Adoption of AWS Graviton ARM instances (and what results we’ve seen)

Valerio Barbera

Working in software and cloud services you’ve probably already heard about the launch of new the Graviton machines based on custom ARM CPUs from AWS (Amazon Web Services). 

In this article you can learn the fundamental differences between ARM and x86 architecture and the results we’ve achieved after the adoption of Graviton ARM machines in our computing platform.

If you are looking for a way to cut 40% of your cloud bills in one shot, give it a read.

Introduction

Since Inspector has reached 30 million requests processed per day I started spending more time every week looking for new technological solutions that allow the product to grow without being crushed by costs. Instead, we would like to find new spaces to increase the value of our services for software development teams around the globe.

For several months I have been reading very promising benchmarks reported by many developers and companies on the performance of the new AWS Graviton ARM chips compared to the performance of x86 servers.

Studying the type of workloads Graviton ARMs are really good at, I’ve identified our data-ingestion software as a perfect use case.

I spoke with the AWS startup support team, and I decided to conduct the first test by migrating only the infrastructure on which the data ingestion pipeline runs. This is the most resource consuming part of our system.

Why ARM is cheaper

Hyperscalers want YOU to help them solve their real estate problems. They want to do it by shifting your workloads to ARM and they will pass savings to you.

Considering at least performance parity between x86 and ARM chip boards, it gets into these really simple concepts: 

  • More computer density for square foot (get more compute cores on a single CPU socket)
  • Less energy consumption (drawing less power they need less cooling)

in the same time.

In these terms it’s like the early 2010 when SSD came out to replace HDD. It was a big win for everyone. You have a computer with a slow hard drive, you put in an SSD, reinstall your operating system, and your computer is just faster and consumes less battery.

You didn’t change what programs you use, no compatibility issues.

I myself did this cheap upgrade to my old notebook in 2015 and it resulted in two years of extra life for my workstation.

The cloud servers landscape right now seems in the same shape. Great innovations to come.

How is it possible? (The Noisy Neighbor Problem)

In the context of virtualized servers the most interesting thing that really plagues the hyperscalers is the challenge about multi-tenancy.

As tech guys, many of us could be pretty familiar with the concept of hyperthreading.

Hyper-threading is a process by which a CPU divides up its physical cores into virtual cores that are treated as if they are actually physical cores by the operating system.

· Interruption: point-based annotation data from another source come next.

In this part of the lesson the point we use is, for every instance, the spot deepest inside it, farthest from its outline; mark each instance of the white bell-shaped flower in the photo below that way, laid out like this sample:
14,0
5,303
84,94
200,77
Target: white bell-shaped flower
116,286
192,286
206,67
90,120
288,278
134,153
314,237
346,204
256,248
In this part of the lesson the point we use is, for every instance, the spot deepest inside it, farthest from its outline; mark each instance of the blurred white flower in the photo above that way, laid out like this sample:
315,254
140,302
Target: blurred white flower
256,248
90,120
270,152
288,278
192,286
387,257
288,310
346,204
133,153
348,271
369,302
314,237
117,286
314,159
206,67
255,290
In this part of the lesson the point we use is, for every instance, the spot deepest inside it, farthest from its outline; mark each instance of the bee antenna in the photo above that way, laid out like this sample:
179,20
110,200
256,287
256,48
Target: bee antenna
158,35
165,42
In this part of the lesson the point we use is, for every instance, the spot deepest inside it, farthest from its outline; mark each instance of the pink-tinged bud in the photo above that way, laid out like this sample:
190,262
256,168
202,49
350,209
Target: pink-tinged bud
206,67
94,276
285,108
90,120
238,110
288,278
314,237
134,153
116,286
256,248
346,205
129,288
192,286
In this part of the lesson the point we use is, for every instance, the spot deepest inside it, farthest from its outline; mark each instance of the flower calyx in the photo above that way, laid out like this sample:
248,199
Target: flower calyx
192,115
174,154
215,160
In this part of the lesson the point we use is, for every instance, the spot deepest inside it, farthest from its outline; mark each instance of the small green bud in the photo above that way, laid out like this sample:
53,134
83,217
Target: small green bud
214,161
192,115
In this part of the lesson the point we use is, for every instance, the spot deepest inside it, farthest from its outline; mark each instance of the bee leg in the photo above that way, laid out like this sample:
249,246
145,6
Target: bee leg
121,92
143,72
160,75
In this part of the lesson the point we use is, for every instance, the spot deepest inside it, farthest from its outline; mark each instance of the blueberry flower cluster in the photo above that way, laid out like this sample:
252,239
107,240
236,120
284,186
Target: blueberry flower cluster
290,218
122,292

These virtual cores are also called threads. Most of Intel’s CPUs with 2 cores use this process to create 4 threads or 4 virtual cores. Intel CPUs with 4 cores use hyper-threading to create more power in the form of 8 virtual cores, or 8 threads.

What that translates to is when whatever you ask for a compute instance in the cloud with four vCPUs, these four virtual CPUs are not pointing to a real CPU core, but they’re pointing to a thread.

It’s sharing real estate with an adjacent thread that somebody else might have for a completely different purpose. You share the same CPU cache and fight for it.

This implementation creates a lot of unpredictability at peak. When utilization gets higher this fighting process becomes unstable and it crashes and burns processes. It’s often because at peak hours with other workloads in concurrency on the same CPU core your processes may not get the cache so they can spiral.

This is the main reason why this new chips like Graviton, Altra, etc opted not to use hyperthreading. They’re deliberately not putting that feature set on these chips because it is too challenging to manage. In fact, in these instances each vCPU is a physical core not a shared thread.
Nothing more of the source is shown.